I am requesting clarification on the use of sorted lambda for sorting dictionaries. I have referenced these posts 1 2 in making my code which works fine, but am interested in understanding how it actually works.
'Unf': {'idf': 0, 'den': 0.0},
'Ale': {'idf': 3.1179499062782403, 'den': 0.0041841004184100415},
'No ': {'idf': 3.1179499062782403, 'den': 0.008620689655172414},
One': {'idf': 3.1179499062782403, 'den': 0.005319148936170213},
'but': {'idf': 0, 'den': 0.0},
'Bio': {'idf': 0, 'den': 0.0},
'Wen': {'idf': 0, 'den': 0.0},
'Lar': {'idf': 0, 'den': 0.0},
'Ana': {'idf': 0, 'den': 0.0},
'Adv': {'idf': 0, 'den': 0.0}}
this is the sorting code
newdict = dict(sorted(values.items(), key=lambda item: (item[1]['idf'], item[1]['den']), reverse=True))

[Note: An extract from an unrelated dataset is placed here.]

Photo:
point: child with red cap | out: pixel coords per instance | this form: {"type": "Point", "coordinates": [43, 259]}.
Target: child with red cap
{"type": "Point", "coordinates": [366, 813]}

newdict = dict(sorted(values.items(), key=lambda item: (item[1][0], item[1][1]), reverse=True))
for item: (item[1]['idf'], item[1]['den']
what exactly is the [1]
index referring to? is it referring to the values(my inner dictionary) returned by values.items
?
If so, if i change the index to [0]
I would be getting the dictionary key instead?
Additionally, how would I go about sorting this if I were to use operator.itemgetter
instead?
Thank you very much for the help everyone!